Are there any negative effects of altitude training? Yes, but only for sprinters – and only if you do it the wrong way. Here in Kühtai it’s perfect because you can easily ride down from the mountain and train in the valley. For example, Danny (van Poppel), our sprinter for the Vuelta a España rides down into the valley and trains at 500 or 600 metres above sea level. He does his high-intensity efforts down there and can then either ride or drive back up to Kühtai. If you do things like that then it’s not a problem – the key is managing things the right way.

How important is altitude training in modern cycling? The racing is so tough these days that I would say altitude training is essential if you want to win at the biggest bike races such as the Vuelta a España or the Tour de France. There is nobody in the top 15 or top 20 who hasn’t done an altitude training camp.

“The racing is so tough these days that I would say altitude training is essential if you want to win at the biggest bike races such as the Vuelta a España or the Tour de France.” George Bennett

Unlike many of your teammates you are training here in Kühtai for the first time. How have you liked it so far? Really good. It’s stunning here – definitely one of the most beautiful places I have ever done a training camp. The glaciers and mountains everywhere are amazing. We have also ridden the Timmelsjoch pass and the course of the Ötztal Bike Marathon. The roads are in amazing condition and are probably some of the smoothest in Europe.

The UCI Road World Championships will be taking place in Innsbruck this September. Have you had a chance to look at the courses? Yes. We have had a look at several sections of the courses. I love the route, and the World Championships are a big goal for me. I am not yet sure if I will have the chance to ride for New Zealand in the team time trial, but the road races look promising. It could be the best World Championships for years. I am really looking forward to it.

What are your expectations for the World Championships? Oh, we’re going to suffer a lot! My personal goal is clear: finishing in the top ten would be a dream come true for me. That is a very ambitious aim, but I think it’s better to aim high and risk falling short than to go into the race aiming for 20th place or something like that. 

At the World Championships you will be riding for your country and therefore against some of your teammates. What is that like? It’s really weird. I have already experienced it before at the Olympics. I have been riding with these guys for years – and now, all of a sudden, we are rivals. But it’s also nice to ride together with other people. Some of my best friends are riders from New Zealand. Normally they ride for other teams. That’s why it is so special to ride together once a year with those guys on the same team. 

What makes it so special to ride for New Zealand? As I said, some of my best friends are riders from the New Zealand national team.

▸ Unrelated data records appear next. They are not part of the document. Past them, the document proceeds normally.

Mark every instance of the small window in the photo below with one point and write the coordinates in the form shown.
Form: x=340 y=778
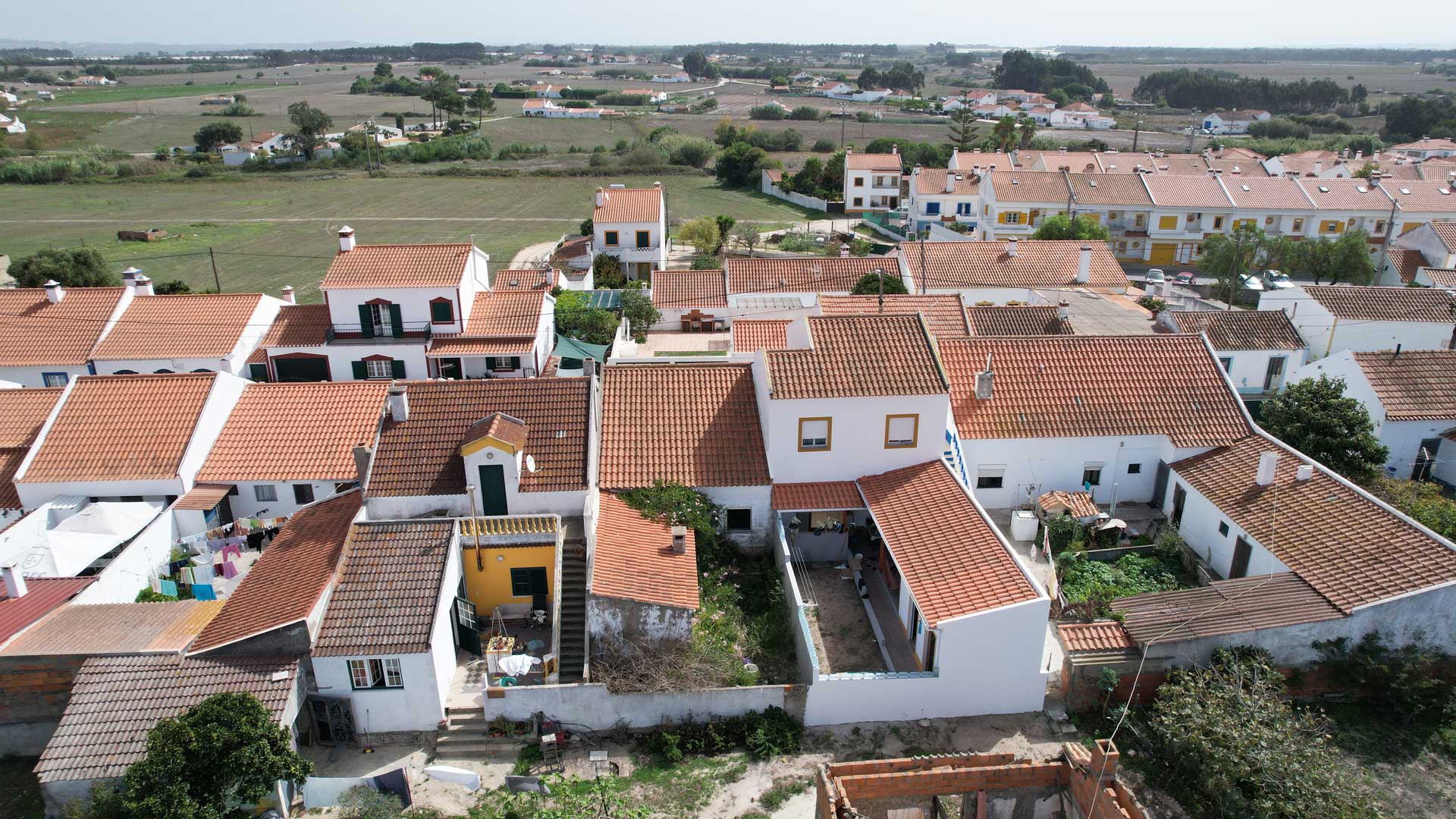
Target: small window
x=528 y=582
x=814 y=433
x=740 y=519
x=902 y=430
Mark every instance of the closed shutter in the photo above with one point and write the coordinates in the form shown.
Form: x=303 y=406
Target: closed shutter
x=397 y=324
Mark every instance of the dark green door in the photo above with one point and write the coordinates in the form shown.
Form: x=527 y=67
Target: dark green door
x=492 y=488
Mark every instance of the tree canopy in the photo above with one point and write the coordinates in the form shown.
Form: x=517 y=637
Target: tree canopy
x=1318 y=419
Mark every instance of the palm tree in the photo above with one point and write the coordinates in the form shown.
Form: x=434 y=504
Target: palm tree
x=1005 y=133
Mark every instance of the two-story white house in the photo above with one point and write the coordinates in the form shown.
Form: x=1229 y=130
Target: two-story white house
x=871 y=181
x=631 y=224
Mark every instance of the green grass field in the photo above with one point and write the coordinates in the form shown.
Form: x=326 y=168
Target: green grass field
x=274 y=231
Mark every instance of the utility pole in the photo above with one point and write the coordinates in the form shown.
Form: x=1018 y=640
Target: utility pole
x=216 y=279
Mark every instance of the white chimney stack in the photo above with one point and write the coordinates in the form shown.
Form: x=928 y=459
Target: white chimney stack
x=14 y=583
x=1084 y=264
x=1267 y=463
x=398 y=404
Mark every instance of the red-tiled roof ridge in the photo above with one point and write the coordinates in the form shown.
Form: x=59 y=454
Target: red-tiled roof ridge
x=290 y=577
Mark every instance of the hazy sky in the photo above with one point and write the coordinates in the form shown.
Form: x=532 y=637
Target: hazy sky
x=1049 y=22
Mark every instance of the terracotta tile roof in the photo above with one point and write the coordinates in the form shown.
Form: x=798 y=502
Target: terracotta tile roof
x=682 y=289
x=873 y=162
x=1345 y=194
x=629 y=205
x=398 y=265
x=421 y=457
x=22 y=411
x=290 y=577
x=1421 y=196
x=506 y=312
x=1405 y=261
x=1241 y=330
x=199 y=325
x=1030 y=187
x=95 y=436
x=1417 y=385
x=859 y=356
x=117 y=700
x=1017 y=319
x=1110 y=190
x=41 y=596
x=1187 y=191
x=1383 y=303
x=36 y=333
x=1094 y=385
x=930 y=183
x=1343 y=542
x=759 y=334
x=634 y=558
x=804 y=275
x=117 y=629
x=1036 y=264
x=1079 y=504
x=296 y=431
x=944 y=314
x=1270 y=193
x=823 y=496
x=389 y=588
x=1094 y=637
x=696 y=425
x=1222 y=608
x=300 y=325
x=944 y=548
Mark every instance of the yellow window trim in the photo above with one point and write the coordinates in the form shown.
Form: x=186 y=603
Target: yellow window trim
x=829 y=433
x=915 y=435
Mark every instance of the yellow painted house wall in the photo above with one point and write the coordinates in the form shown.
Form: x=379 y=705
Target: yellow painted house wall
x=491 y=586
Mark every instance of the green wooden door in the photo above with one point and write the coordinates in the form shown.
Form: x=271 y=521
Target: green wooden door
x=492 y=488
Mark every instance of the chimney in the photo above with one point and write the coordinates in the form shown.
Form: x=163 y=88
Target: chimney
x=398 y=403
x=1084 y=264
x=363 y=457
x=1267 y=463
x=14 y=583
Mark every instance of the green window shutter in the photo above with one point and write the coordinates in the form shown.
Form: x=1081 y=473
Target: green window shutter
x=398 y=325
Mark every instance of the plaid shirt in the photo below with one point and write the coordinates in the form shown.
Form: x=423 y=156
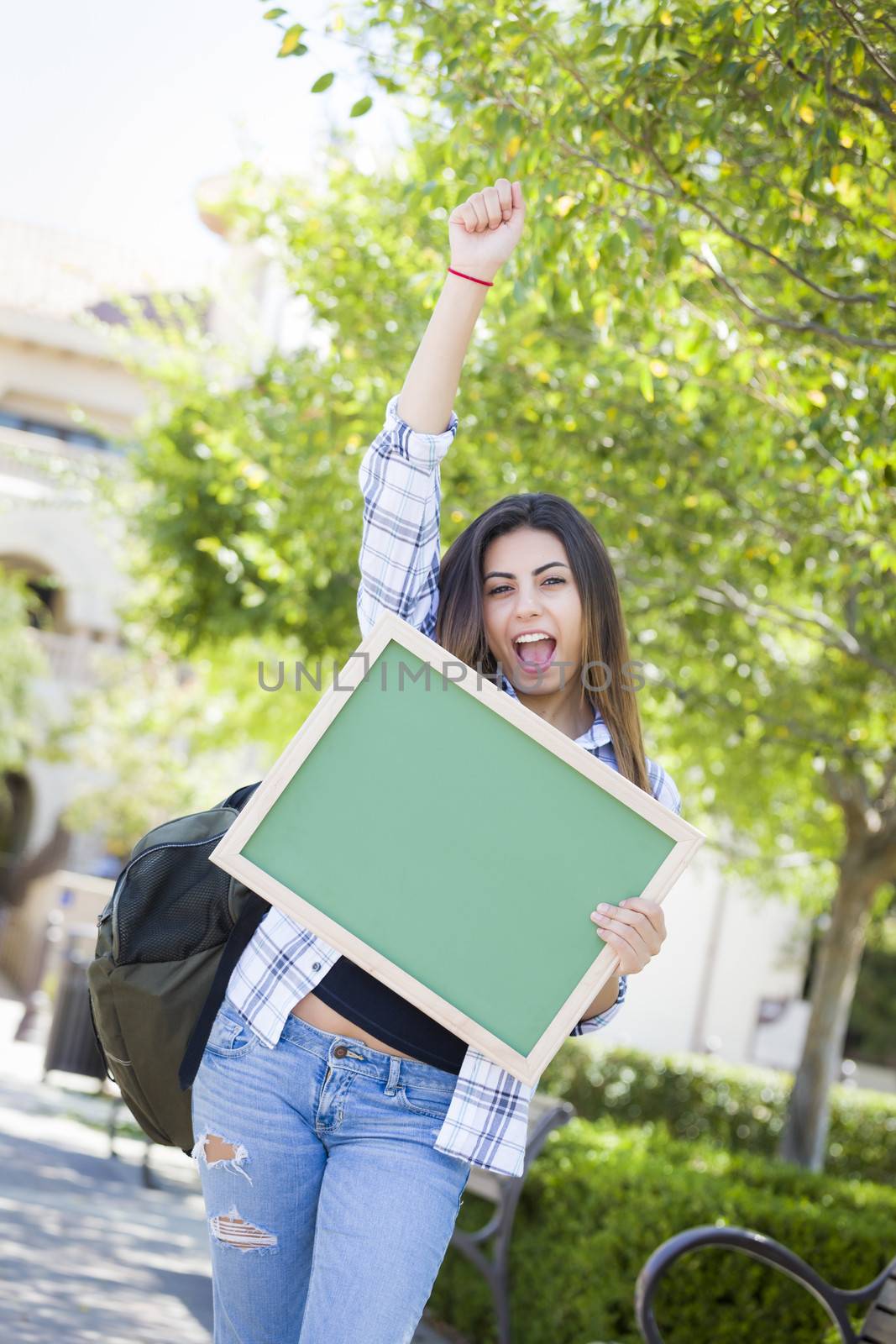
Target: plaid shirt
x=399 y=564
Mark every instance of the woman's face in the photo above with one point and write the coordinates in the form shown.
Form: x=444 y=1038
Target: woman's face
x=528 y=585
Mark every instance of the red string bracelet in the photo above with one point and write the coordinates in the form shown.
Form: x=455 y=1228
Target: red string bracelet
x=490 y=282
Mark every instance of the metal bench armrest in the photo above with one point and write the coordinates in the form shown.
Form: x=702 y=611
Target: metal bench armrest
x=763 y=1249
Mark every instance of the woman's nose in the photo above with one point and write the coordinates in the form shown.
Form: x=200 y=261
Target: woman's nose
x=528 y=605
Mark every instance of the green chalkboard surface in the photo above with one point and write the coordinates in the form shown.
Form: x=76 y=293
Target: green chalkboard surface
x=443 y=837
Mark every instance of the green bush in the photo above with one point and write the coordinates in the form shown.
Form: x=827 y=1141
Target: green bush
x=600 y=1200
x=739 y=1108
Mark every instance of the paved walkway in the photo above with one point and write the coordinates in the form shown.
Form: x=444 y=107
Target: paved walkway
x=86 y=1253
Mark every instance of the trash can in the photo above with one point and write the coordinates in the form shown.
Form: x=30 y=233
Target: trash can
x=71 y=1045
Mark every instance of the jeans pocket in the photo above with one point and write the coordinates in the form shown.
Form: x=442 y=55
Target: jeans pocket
x=230 y=1035
x=421 y=1100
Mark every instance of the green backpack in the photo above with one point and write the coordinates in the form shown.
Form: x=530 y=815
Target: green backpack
x=170 y=937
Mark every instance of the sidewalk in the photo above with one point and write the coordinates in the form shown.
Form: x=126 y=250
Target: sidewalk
x=86 y=1253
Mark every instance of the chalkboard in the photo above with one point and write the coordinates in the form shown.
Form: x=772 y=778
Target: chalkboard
x=446 y=839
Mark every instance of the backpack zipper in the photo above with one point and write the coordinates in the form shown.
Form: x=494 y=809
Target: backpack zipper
x=113 y=906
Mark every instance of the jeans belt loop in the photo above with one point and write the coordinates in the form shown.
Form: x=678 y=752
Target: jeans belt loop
x=396 y=1068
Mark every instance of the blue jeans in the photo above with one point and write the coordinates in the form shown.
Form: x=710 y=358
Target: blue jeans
x=329 y=1210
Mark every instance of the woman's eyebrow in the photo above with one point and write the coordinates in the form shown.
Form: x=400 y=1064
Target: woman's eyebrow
x=500 y=575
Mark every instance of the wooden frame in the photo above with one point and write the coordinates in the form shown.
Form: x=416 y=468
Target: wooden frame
x=527 y=1065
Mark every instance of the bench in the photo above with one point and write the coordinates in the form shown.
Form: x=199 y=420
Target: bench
x=879 y=1326
x=546 y=1113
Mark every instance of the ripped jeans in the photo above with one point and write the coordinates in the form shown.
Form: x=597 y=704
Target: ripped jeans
x=329 y=1210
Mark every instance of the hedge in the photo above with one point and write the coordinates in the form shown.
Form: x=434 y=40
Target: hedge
x=741 y=1108
x=600 y=1198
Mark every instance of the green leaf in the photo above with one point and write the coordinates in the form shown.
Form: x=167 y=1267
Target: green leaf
x=291 y=39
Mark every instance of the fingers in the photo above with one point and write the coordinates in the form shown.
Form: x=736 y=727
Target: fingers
x=490 y=207
x=627 y=945
x=621 y=921
x=651 y=909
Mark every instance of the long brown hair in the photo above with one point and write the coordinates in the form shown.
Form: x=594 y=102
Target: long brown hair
x=459 y=624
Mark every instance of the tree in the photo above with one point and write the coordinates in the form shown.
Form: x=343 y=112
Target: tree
x=20 y=667
x=696 y=344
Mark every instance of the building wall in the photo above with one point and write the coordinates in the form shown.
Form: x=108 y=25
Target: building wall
x=726 y=952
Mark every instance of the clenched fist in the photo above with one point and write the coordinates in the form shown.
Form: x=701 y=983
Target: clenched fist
x=486 y=228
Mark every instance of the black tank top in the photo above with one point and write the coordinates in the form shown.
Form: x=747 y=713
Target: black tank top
x=358 y=995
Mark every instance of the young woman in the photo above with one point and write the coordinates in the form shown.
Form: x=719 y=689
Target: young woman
x=336 y=1124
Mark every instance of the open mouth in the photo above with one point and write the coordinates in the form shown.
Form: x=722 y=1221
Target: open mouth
x=535 y=654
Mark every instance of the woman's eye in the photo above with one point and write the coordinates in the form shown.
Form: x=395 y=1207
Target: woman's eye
x=551 y=578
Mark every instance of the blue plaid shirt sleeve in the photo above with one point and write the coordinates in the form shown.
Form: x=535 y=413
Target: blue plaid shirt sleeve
x=399 y=557
x=664 y=790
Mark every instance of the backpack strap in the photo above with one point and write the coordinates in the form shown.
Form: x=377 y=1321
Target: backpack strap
x=249 y=920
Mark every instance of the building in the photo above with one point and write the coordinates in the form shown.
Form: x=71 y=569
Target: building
x=66 y=407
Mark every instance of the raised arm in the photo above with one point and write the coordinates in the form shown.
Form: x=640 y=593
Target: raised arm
x=399 y=474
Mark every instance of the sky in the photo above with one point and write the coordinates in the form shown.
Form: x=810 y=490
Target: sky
x=112 y=114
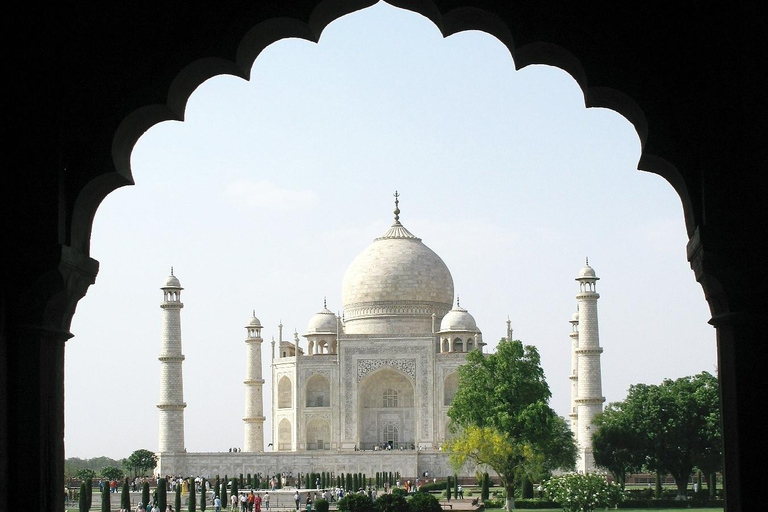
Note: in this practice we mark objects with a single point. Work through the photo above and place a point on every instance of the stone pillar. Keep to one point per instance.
(254, 400)
(171, 404)
(590, 390)
(574, 376)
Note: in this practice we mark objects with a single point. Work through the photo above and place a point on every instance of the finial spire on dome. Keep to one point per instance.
(397, 208)
(397, 230)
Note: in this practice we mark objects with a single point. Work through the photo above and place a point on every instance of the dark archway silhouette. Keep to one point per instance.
(88, 81)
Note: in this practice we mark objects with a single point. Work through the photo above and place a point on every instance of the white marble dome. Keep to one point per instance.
(254, 322)
(458, 319)
(323, 322)
(395, 285)
(587, 272)
(172, 282)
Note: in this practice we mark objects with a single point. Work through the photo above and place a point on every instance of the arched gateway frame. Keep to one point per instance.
(387, 413)
(50, 268)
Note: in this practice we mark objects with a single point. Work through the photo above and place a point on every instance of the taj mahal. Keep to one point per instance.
(367, 390)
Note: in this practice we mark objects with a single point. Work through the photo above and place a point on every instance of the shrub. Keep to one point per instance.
(583, 493)
(354, 502)
(398, 491)
(423, 502)
(394, 502)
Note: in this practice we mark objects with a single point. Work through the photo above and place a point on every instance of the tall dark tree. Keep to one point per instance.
(485, 488)
(82, 504)
(162, 494)
(674, 426)
(235, 489)
(502, 417)
(89, 492)
(615, 442)
(105, 504)
(145, 493)
(140, 462)
(125, 496)
(192, 500)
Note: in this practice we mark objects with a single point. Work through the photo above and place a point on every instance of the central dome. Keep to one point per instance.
(395, 285)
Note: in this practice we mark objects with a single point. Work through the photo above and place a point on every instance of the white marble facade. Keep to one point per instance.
(368, 390)
(381, 376)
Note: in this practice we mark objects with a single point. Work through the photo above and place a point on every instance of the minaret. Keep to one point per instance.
(171, 405)
(574, 376)
(590, 390)
(254, 401)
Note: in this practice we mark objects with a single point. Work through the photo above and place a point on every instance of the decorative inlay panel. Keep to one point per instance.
(366, 366)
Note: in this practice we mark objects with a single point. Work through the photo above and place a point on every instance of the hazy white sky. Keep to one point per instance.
(270, 188)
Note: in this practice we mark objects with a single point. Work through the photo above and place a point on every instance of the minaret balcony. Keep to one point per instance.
(590, 351)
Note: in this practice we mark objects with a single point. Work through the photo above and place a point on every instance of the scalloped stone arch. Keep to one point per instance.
(191, 76)
(691, 70)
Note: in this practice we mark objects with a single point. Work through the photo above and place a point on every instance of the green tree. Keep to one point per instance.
(355, 502)
(583, 492)
(235, 489)
(140, 462)
(82, 504)
(675, 425)
(145, 493)
(105, 504)
(125, 496)
(614, 443)
(502, 418)
(192, 500)
(112, 473)
(85, 473)
(89, 492)
(162, 494)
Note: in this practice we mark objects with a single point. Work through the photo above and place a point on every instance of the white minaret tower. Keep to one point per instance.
(590, 389)
(254, 401)
(171, 403)
(574, 376)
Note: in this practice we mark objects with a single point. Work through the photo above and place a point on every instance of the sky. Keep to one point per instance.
(270, 187)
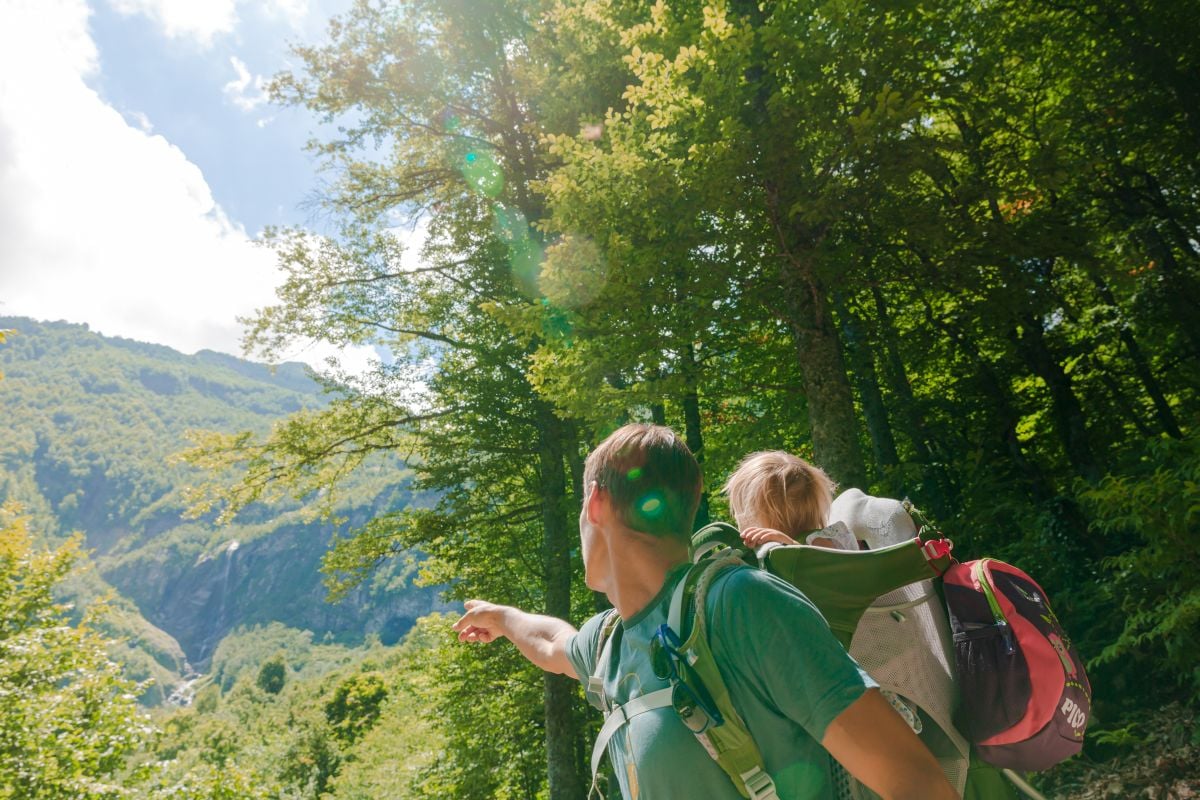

It’s a great advantage that we know each other so well because you can kind of know what the others are going to do. One possible downside is that each rider has his own personal ambitions – it’s not always easy to be professional about it. But that’s not a problem we have in the New Zealand team. The roles are clearly defined and everyone knows what they have to do.

Thank you for taking the time to talk to us.

Biography:

George Bennett, born on 7 April 1990 in New Zealand, has been a member of the LottoNL-Jumbo team since 2015. His major successes include 10th place overall in the Vuelta a España (2016), 8th place overall in the 2018 Giro d’Italia and victory at the Tour of California (2017). Bennett finished second on two stages of this year’s Tour of the Alps, including the stage finishing in Innsbruck.